The deployment is an extension of U.S. President Donald Trump’s heightened use of ICE as part of a national immigration crackdown. During his second presidential campaign, Trump promised to carry out the largest domestic deportation operation in American history at a rally in Reno, Nevada on Oct. 25, 2023. Keeping his promise, Trump, throughout 2025, began enforcement operations in major U.S. cities such as New York, Chicago, Los Angeles and Atlanta.
Following the homicides of Renée Good and Alex Pretti — both American citizens — by ICE in January 2026, already-active discontent with the agency has intensified nationwide. Now, with ICE’s deployment to one of the biggest sporting events in the world, that discontent has spread onto the international scene.
Although U.S. security presence is common at international events such as the Olympics, Trump’s deployment of ICE to Milano Cortina is unprecedented, as Whitman Professor of Politics Aaron Strain explained in an email to The Wire.
“HSI [Homeland Security Investigations] won’t be involved in immigration enforcement in Italy,” Strain said. “It sounds more like the type of background security that they’ve always done in the past. But now that ICE is strongly associated with political violence, repression of dissent, kidnapping toddlers and arresting immigrants without criminal records, it’s easy to understand why people don’t trust them to stick to security.”
Strain explained that there are two subdivisions within ICE: Homeland Security Investigations and Enforcement and Removal Operations (ERO).
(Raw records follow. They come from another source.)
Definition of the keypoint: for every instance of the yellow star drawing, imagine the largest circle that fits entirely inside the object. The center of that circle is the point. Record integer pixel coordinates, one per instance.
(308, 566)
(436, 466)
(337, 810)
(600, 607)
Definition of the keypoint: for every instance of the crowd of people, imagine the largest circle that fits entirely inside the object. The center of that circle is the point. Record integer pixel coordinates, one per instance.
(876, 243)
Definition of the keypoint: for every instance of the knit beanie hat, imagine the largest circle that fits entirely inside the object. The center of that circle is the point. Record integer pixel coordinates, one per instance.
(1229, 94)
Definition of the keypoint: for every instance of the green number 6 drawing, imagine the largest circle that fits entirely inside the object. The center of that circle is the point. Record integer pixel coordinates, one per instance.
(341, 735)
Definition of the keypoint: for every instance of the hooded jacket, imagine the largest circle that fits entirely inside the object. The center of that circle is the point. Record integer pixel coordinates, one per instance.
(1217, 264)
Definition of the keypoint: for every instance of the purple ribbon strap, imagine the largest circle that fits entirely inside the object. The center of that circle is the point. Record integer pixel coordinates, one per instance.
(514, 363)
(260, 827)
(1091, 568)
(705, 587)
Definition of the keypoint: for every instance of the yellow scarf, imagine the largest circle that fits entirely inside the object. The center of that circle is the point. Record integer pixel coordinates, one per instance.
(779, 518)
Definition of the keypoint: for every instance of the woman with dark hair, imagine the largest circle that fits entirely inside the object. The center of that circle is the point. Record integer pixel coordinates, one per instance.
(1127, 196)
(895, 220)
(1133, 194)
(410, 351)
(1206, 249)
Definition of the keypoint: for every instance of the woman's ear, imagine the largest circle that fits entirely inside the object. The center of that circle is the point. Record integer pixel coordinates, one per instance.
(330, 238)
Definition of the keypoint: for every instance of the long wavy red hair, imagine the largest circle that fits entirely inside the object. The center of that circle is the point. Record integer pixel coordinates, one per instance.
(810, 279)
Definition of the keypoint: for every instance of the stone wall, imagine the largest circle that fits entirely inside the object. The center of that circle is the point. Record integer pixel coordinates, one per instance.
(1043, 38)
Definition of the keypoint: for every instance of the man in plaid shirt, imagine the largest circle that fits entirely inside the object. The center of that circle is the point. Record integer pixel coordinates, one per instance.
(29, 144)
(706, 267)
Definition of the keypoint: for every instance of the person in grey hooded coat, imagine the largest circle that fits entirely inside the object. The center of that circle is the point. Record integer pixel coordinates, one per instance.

HSI is designed to focus on investigating sex trafficking, smuggling, nuclear materials and drugs. It also supports agencies such as the Secret Service and the State Department to provide security for events, commonly working outside the U.S. ERO, which is meant to participate in immigration enforcement.
Under the Trump administration, HSI’s work has been made into, what Strain called, the president’s “personal political police.”
“A year ago, the White House began prioritizing meeting mass deportation quotas above all other ICE activities,” Strain said. “Since then, HSI agents have been away from investigating serious transnational crimes and sent to participate in immigrant sweeps. So HSI is now fully part of the enforcement activities that are so unpopular within the U.S., where 65% of Americans disapprove of the agency.”
In a similar show of disapproval in the week leading up to the Olympics, several hundred protestors walked the streets of Milan in opposition to ICE’s presence within Italy and against their actions in the U.S.
“It is a violent, unprepared and out-of-control militia,” Carlo Calenda, a veteran politician, told RTL 102.5 in a recent appearance on the Italian radio station.
Strain explained that the deployment of ICE to the Olympics has only added fuel to the fire that is international perceptions of the current Trump administration.
“Italy has its own deep history of racist, anti-immigrant movements,” Strain said. “But Trump is extremely unpopular in Europe, where he’s overwhelmingly seen as a threat to peace, security and prosperity. So ICE-HSI’s presence at an event like the Olympics doesn’t feel like a normal thing anymore.”
In order to mollify protesters, Italy’s foreign minister, Antonio Tajani, attempted to clear up the controversy, stating that the ICE agents stationed in Milano Cortina were unlike the immigration squads responsible for the recent violence in Minneapolis, Minnesota.
“It’s not like these are the [ICE] people on the streets of Minneapolis,” Tajani told the Italian magazine L’Espresso.
Despite the statement, protests in Milano Cortina, Italy continue to flare up and tension remains high. As of Feb. 7, 2026, larger peaceful protests against ICE have unfolded in city streets; confrontations between smaller groups of protesters and police have resulted in violence. The Winter Olympics continues amid this backdrop.